The classification accuracy, error rate, sensitivity, specifity positive likelihood and negative likelihood are parameters for testing the performance of a classification problem with two classes. The classification accuracy is the ratio of instances correctly classified. The error rate is the ratio of instances misclassified. The sensitivity, or true positive rate, is the proportion of actual positive which are predicted positive. The specifity, or true negative rate, is the proportion of actual negative which are predicted negative. The positive likelihood is the likelihood that a predicted positive is an actual positive. The negative likelihood is the likelihood that a predicted negative is an actual negative. That values are computed through the "Calculate binary classification tests" task.
Once the generalization performance of the neural network has been tested, the neural network can be saved for future use in the so called production mode.
We can diagnose a patient by running the "Calculate outputs" tasks. For that we need to edit the input variables through the corresponding dialog.

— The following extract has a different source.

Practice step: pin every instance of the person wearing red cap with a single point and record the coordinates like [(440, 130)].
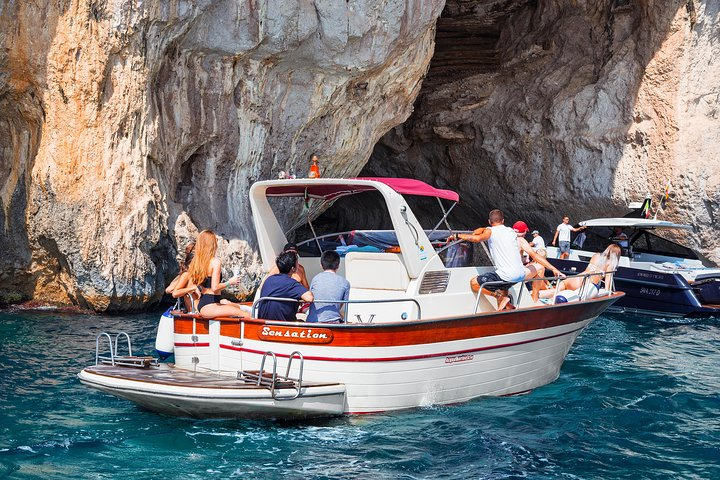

Then the diagnose is written in the viewer.
The mathematical expression represented by the neural network is written below. It takes the inputs clump_thickness, cell_size_uniformity, cell_shape_uniformity, marginal_adhesion, single_epithelial_cell_size, bare_nuclei, bland_chromatin, normal_nucleoli and mitoses to produce the output diagnose. For classification problems, the information is propagated in a feed-forward fashion through the scaling layer, the perceptron layers and the probabilistic layer. This expression can be exported anyware, for instance, a dedicated diagnosis software to be used by doctors.